Under § 2, "Act of June 21, 2002 on the Central Council of Philosophical non-denominational Communities of Belgium, delegates and institutions responsible for the management of financial and material interests of recognized non-confessional philosophical communities" recognizes a "philosophical non-confessional community" by province and at national level a "Central Secular Council", composed of the "Secular Action Center" on the French side and the "United Liberal Associations" on the Dutch side.

- "In the capital of each province there is established a public institution called" the establishment of legal assistance of the Central Council secular ", with legal personality and responsible management of financial and material interests of the philosophical community nondenominational recognized and accepted legal assistance services, which are located on the territory of the province "(Article 5 of the Act).

As part of that public status, there are many secular organizations – often much older than the public forum which are also meeting places for people with a common conception of life and homes of secularism have been started in many places for this purpose (sometimes with the support of municipal authorities).

Some associations offer legal assistance on a non-denominational philosophical basis and therefore constitute an alternative to chaplains in hospitals, prisons, army or in the city.

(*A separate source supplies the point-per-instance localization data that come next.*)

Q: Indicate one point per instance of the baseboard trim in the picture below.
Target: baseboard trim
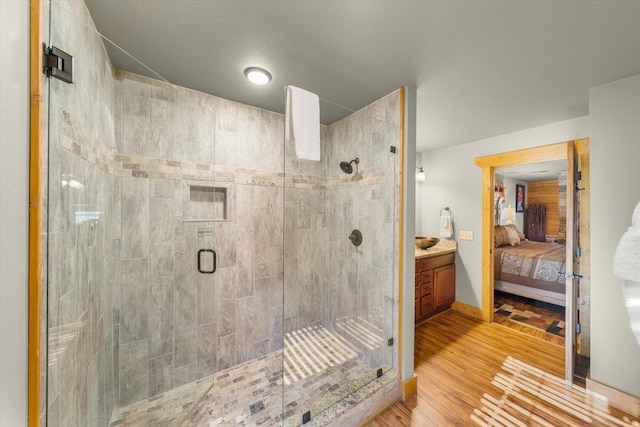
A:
(616, 398)
(408, 388)
(469, 310)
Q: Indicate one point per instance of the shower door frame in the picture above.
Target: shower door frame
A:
(35, 214)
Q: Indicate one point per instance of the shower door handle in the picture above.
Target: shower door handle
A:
(200, 261)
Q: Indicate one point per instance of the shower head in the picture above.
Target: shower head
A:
(346, 166)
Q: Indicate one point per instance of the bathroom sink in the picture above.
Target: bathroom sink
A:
(426, 242)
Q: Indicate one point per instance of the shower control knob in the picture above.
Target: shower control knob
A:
(356, 237)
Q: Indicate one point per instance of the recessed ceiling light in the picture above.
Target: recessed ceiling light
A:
(257, 75)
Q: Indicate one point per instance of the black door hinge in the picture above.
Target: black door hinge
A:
(57, 63)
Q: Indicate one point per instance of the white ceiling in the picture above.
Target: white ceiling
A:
(481, 68)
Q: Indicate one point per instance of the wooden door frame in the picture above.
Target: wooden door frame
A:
(489, 164)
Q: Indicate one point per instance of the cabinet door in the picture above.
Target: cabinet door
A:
(444, 281)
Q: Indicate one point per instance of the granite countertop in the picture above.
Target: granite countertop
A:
(441, 248)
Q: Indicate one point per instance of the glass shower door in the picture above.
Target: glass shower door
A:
(340, 273)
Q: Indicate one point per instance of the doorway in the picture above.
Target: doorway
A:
(576, 155)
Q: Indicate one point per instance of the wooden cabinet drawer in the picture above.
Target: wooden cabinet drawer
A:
(426, 290)
(426, 276)
(426, 305)
(437, 261)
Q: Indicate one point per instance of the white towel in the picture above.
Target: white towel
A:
(446, 227)
(626, 265)
(302, 122)
(626, 260)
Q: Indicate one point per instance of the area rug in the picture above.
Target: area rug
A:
(532, 320)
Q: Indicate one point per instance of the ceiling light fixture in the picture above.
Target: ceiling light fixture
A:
(257, 75)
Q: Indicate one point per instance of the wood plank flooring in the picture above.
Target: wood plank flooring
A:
(476, 373)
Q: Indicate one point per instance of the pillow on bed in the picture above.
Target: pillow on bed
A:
(500, 237)
(513, 237)
(515, 228)
(503, 235)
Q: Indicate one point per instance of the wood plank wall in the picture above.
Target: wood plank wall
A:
(546, 193)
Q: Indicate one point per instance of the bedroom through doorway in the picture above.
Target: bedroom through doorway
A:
(525, 228)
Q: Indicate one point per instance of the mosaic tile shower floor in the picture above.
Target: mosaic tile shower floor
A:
(319, 367)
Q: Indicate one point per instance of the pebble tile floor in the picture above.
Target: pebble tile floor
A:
(319, 368)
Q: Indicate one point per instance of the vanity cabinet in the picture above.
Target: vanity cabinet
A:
(435, 285)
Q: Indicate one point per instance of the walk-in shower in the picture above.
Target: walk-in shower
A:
(199, 273)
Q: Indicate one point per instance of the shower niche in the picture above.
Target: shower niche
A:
(207, 201)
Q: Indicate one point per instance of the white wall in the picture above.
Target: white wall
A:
(615, 153)
(454, 180)
(418, 192)
(14, 170)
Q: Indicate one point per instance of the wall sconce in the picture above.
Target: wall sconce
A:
(508, 215)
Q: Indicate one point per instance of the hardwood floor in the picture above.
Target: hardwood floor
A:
(476, 373)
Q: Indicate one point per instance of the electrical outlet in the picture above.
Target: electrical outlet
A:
(466, 235)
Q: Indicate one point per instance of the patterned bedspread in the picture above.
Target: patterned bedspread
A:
(534, 264)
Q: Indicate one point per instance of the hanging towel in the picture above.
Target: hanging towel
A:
(446, 226)
(626, 260)
(626, 265)
(302, 122)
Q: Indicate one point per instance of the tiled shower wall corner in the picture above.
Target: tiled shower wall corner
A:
(129, 315)
(177, 325)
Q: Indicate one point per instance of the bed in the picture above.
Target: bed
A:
(530, 269)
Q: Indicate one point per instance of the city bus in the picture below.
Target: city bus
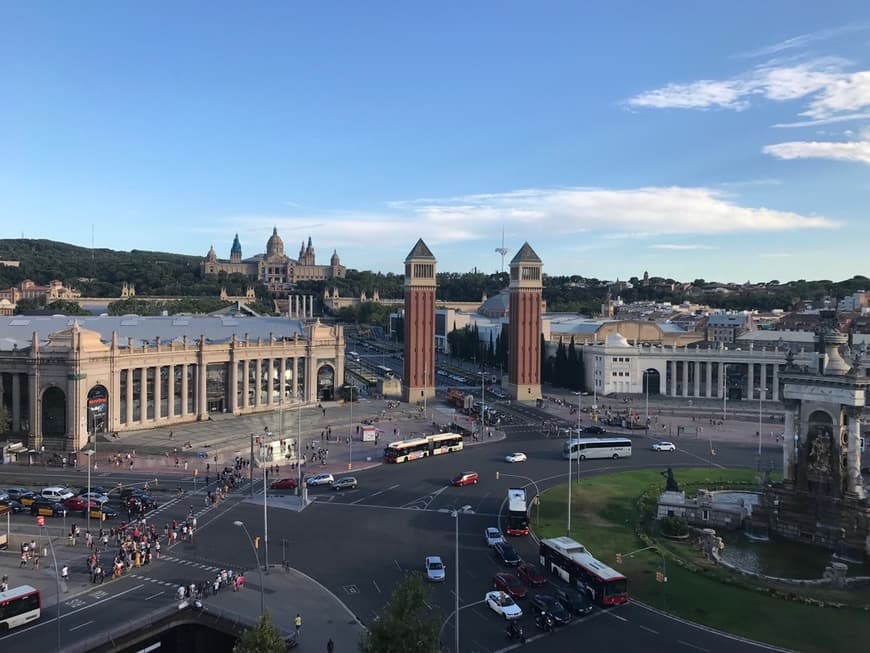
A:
(430, 445)
(588, 448)
(573, 563)
(518, 512)
(19, 606)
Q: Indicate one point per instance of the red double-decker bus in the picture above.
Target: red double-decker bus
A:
(575, 565)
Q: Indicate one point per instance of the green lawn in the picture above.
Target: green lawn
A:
(605, 514)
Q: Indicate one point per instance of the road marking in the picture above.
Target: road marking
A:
(694, 646)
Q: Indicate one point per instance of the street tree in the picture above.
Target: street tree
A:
(406, 625)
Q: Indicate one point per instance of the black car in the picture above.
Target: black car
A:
(13, 504)
(507, 554)
(577, 602)
(47, 508)
(543, 603)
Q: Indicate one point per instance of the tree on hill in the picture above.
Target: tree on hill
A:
(406, 625)
(262, 638)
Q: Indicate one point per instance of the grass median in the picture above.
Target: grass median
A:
(609, 512)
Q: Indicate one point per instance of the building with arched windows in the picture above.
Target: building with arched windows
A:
(63, 377)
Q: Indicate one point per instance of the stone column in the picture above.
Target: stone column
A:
(158, 391)
(854, 484)
(185, 409)
(129, 373)
(16, 402)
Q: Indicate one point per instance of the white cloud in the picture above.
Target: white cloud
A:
(559, 214)
(687, 247)
(857, 151)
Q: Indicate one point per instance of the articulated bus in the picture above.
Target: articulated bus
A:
(19, 606)
(588, 448)
(429, 445)
(571, 561)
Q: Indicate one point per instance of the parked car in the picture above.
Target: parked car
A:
(576, 602)
(283, 484)
(531, 574)
(493, 536)
(545, 604)
(319, 479)
(502, 604)
(507, 582)
(346, 483)
(435, 571)
(507, 554)
(56, 493)
(78, 503)
(465, 478)
(47, 508)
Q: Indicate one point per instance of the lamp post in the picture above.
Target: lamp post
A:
(241, 524)
(455, 514)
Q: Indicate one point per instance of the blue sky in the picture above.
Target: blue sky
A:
(729, 141)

Some of these associations organize ceremonies celebrating locally for those who ask some key moments of life:
- sponsorship (on the occasion of the birth of a child)
- the secular celebration of youth
- secular marriage (as distinct from civil marriage)
- secular funeral

These ceremonies are an alternative rite of passage for those who wish to socialize some important moments of their lives without recourse to the splendours of a religion in which they can identify.

The budget at the expense of the Belgian state in 2003 for these grants amounted to €9,010,190.

==Composition of Central Secular Council==
The Central Secular Council, consisting of the Secular Action Center (Walloon-oriented) and the Union of Liberal Associations (Flemish-oriented), assembles a large number of civil organizations which service non-confessional individuals and families.

==Organized secularism outside Belgium==

===In Europe===
Of course, associations "secular" in this sense also exist in France and in many other countries. A public status, assimilating this type of organization to a "recognized religion" are particularly Norway and Germany. The Norwegian organization has even won the right to solemnize marriages valid under civil law as well as the recognized churches.

In the United Kingdom, Humanists UK (which inherited the British wing of the Ethical Culture movement) is the largest provider of Humanist officiants and celebrants for ceremonies and rituals.

===In North America===
In the United States, Freethought congregations have existed since the mid-19th century, when German freethinkers and anti-clericalists emigrated from their homeland in the midst of the 1848 Revolution; they were among the first to establish openly "free congregations" in the country. Today, Greg Epstein currently heads the Humanist Chaplaincy at Harvard University, which was founded in 1974 by current Chaplain Emeritus and former Roman Catholic priest Tom Ferrick.

In addition, the Ethical Culture movement and most Unitarian Universalist churches carry out services for, and welcome participation from, non-theists and secular humanists.